Land Rover Lemon to Lemonade
Updated: Feb 15, 2021
My good friend Jacob from the Western Cape, ZA had rewarded me by selling me his old Land Rover Defender Pickup his Dad used in Botswana for many years. Now this particular Land Rover was no showroom gem. In fact, it was a weather beaten, dented, but mechanically useable machine. The list of improvements the old Land Rover needed was painfully long. I did manage to replace leaf springs and critical engine parts before venturing out on cross-border trips. The tyres and frontend bull bar were in fine shape. The interior was spartan and funky to say the very least. Instead of painting the exterior or even pretending for a second that this old truck was a thing of beauty, I decided to just improve the seat cushions and redo the truck bed. This truck was no ordinary bakkie. I mounted a riser rack for the RTT (rooftop tent) and also installed a new National Luna Weekender 12V refrigerator (similar to the SnoMaster product). The insurance and registration were all updated so that there would be no border issues as to ownership. For navigation I was still using a 2-year-old Garmin loaded with Tracks4Africa digital maps. To make a long story short, our routing up from Botswana via Kenya and Uganda required more time than was originally planned. As they say, never confuse a Land Rover for a mode of transportation.
After 3 weeks on the road, we arrived at the Cyanika border and crossed into Rwanda. My daily mechanical inspections had, up to that moment, revealed a series of minor items that were resolved with bush repairs. After driving less 40 kilometers into Rwanda on the RN4 I noticed evidence of a small puddle of fluids under the vehicle. As it turned out, my gearbox main oil seal was not doing what it was designed to do. I also noticed a leak near the transfer case. A bush repair was not in the cards even if I had the replacement parts. My assessment was that I could drive the vehicle another 50 kilometers, and so I did. After the initial 50 kilometers I impulsively decided to swing for the fence, and I drove the Land Rover (slowly) into the Capital City of Kigali. We found an economical hotel in the Capital and the next day located the services of a mechanic who astonishingly enough also drove an old Land Rover. His labor estimate was 150,000 Rwf and the parts people in Johannesburg added a bit more on to the repair cost not including shipping and Customs Duty. The parts would require two weeks for clearance and delivery and the mechanic promised he could complete the repairs within three days. Not content to stay in the big city, I made arrangements with a local Customs Broker to handle the entire parts delivery process. That in itself took up the better part of a day negotiating all the steps including payment and receipts.

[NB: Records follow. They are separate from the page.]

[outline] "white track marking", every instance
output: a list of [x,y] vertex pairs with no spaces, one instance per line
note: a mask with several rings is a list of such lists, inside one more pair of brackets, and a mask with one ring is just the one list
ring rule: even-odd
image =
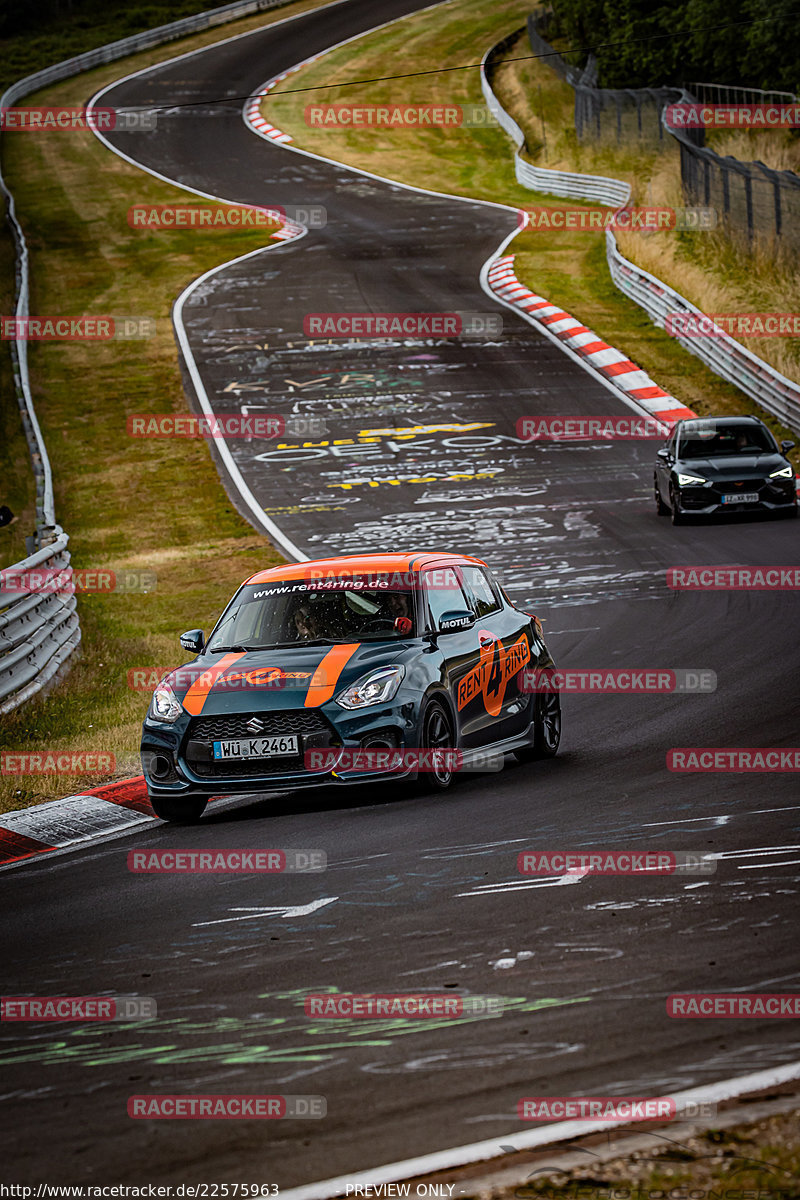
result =
[[192,929],[201,929],[204,925],[227,925],[231,920],[255,920],[259,917],[282,917],[284,920],[291,917],[307,917],[318,908],[324,908],[327,904],[333,904],[338,896],[324,896],[321,900],[312,900],[311,904],[300,905],[275,905],[266,908],[231,908],[230,912],[243,912],[246,917],[222,917],[221,920],[196,920]]
[[588,874],[589,868],[587,866],[585,870],[581,869],[578,871],[570,871],[567,875],[548,876],[543,880],[512,880],[507,883],[482,883],[473,892],[457,892],[456,899],[458,896],[491,896],[500,892],[527,892],[529,888],[563,888],[569,887],[571,883],[583,883]]
[[[768,1087],[778,1087],[800,1079],[800,1062],[790,1062],[782,1067],[771,1067],[754,1072],[752,1075],[740,1075],[723,1079],[718,1084],[691,1087],[685,1092],[672,1092],[678,1106],[692,1102],[694,1104],[718,1104],[721,1100],[734,1099],[748,1092],[759,1092]],[[554,1142],[582,1138],[588,1133],[602,1133],[619,1126],[630,1124],[625,1121],[558,1121],[539,1129],[515,1129],[512,1133],[486,1141],[475,1141],[467,1146],[453,1146],[451,1150],[434,1151],[432,1154],[420,1154],[398,1163],[387,1163],[373,1170],[354,1171],[351,1175],[339,1175],[332,1180],[320,1180],[319,1183],[307,1183],[299,1188],[288,1188],[281,1193],[281,1200],[332,1200],[343,1196],[345,1188],[375,1187],[381,1183],[396,1183],[399,1180],[411,1180],[434,1171],[446,1171],[455,1166],[467,1166],[471,1163],[503,1158],[509,1145],[516,1151],[551,1146]]]

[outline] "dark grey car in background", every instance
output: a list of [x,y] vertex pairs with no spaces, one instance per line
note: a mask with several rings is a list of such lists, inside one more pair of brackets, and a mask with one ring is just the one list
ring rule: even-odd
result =
[[657,451],[656,511],[673,524],[728,512],[798,515],[794,442],[777,442],[757,416],[678,421]]

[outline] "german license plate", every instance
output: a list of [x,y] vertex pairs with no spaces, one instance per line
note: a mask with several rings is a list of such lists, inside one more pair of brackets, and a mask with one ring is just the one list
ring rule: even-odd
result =
[[296,737],[233,738],[213,743],[215,758],[285,758],[299,751]]

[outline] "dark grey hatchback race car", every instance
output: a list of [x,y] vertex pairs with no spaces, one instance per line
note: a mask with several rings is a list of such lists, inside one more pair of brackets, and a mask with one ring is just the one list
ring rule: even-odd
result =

Rather than wait in Kigali we poured over our maps and likeable options over dinner. It was decided that we should rent a car and motor out to explore the Congo Nile Trail. This destination was reputed to be a very special part of the Western Province in Rwanda. I looked forward to this side trip because it would require actual walking and hiking. Admittedly a slower mode of travel, but all the more enjoyable. We were not disappointed. The scenery was spectacular. Rwanda is by far one of the most picturesque and attractive Countries in East Africa. We explored many scenic trails, tea and coffee plantations and took our time capturing what we hoped would be iconic images of the rolling hills and mountains in the distance. We dallied at two of the small towns located near the Lake. We enjoyed an inexpensive boat ride on Lake Kivu. I was stunned to learn that our Captain could not swim, but he wore a floatation device as did all of his passengers. Our total time for this adventure was four days, after which we entered the Nyungwe Forest National Park. The Nyungwe Forest National Park is a very large mountainous rainforest. What a thoroughly delightful place it was. Besides the endless variety of interesting plants and trees, there were entertaining primates and plentiful bird life. We spent another three days in the area attempting not to miss any highlights, but this preserve is so huge we undoubtedly missed more than a few. We used a couple of hotels on the lake’s shore, but we also managed to set up our trail tents on private farms. While hiking the trail the elevations were very high, approaching two thousand meters according to my Garmin watch. The one quality that this Congo Nile Trail provided besides the alluring scenery is a peaceful environment. Solitude and contemplative fascination were abundant. The return drive back to Kigali was relaxing despite being stopped for short periods at Police roadblocks. Our Customs Broker did pitch-up to clear the Land Rover parts, and the mechanic completed his repairs as was promised. Spending the extra money for repairs and devoting the time on this side trip to travel the Congo Nile Trail was kismet at its finest. Lemons to lemonade as they say.